Currently the act allows for three months of paid time off for new parents or for those needing to care for a sick family member. “But a grieving parent,” says Kluger, “gets no more than three to five days to bury a dead child.” Kluger recounts a story of one woman whose boss came to her child’s funeral and insisted she return to work Monday morning. “It just doesn’t make sense,” Kluger explains. Emotional trauma aside, Kluger insists that the economic impact of grief in the marketplace is staggering. “This is an economic story,” he clarifies. “Death of loved ones accounts for a $52-billion-a-year loss in this country.” He’s got good, sound arguments to support the Farley-Kluger initiative. He’s also gotten more than 60,000 signatures on his parental bereavement petition and a slew of congressional supporters.
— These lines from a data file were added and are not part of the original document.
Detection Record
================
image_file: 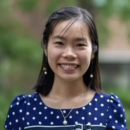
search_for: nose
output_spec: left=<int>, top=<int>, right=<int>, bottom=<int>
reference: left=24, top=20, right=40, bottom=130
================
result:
left=62, top=47, right=77, bottom=59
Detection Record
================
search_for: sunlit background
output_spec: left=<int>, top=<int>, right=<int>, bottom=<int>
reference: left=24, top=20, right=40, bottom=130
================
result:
left=0, top=0, right=130, bottom=130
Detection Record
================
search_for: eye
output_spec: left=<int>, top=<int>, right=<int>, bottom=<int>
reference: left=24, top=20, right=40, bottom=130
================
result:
left=55, top=42, right=64, bottom=45
left=76, top=43, right=85, bottom=47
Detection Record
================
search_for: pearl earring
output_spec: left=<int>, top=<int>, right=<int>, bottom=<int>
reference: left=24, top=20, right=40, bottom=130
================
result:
left=43, top=67, right=47, bottom=75
left=90, top=73, right=93, bottom=78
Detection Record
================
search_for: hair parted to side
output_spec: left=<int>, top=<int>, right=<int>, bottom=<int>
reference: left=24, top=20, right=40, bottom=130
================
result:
left=34, top=7, right=101, bottom=96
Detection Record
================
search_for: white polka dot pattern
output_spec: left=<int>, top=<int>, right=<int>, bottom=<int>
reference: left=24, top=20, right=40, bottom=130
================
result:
left=4, top=93, right=126, bottom=130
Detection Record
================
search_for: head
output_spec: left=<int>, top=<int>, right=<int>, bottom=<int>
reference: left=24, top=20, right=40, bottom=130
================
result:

“There’s a bill in Congress with Erica’s name on it,” he tells me proudly. “I want to be standing there in the White House behind a hundred other parents, watching the president sign this bill into law.” Kluger expects the initiative, now titled the “Sara Grace-Farley-Kluger Act to face a vote in 2014. “This kind of work in Washington is a marathon, not a sprint,” he says. But Kluger adds supporters on a daily basis and isn’t easily discouraged. “Circumstances brought us in a direction to help people. This is the hand I’ve been dealt. I’m just trying to win the game.”

Barry Kluger is a thoughtful, charming and inspiring man determined to make his life and his daughter’s matter. At the end of our lunch he hands me an autographed copy of his book. I open it to read the personal note he’s written inside the front cover. “When we can take tragedy and turn it into strength, then we’ve accomplished something great. As the Talmud says, ‘He who saves one life is as if has saved the entire world.’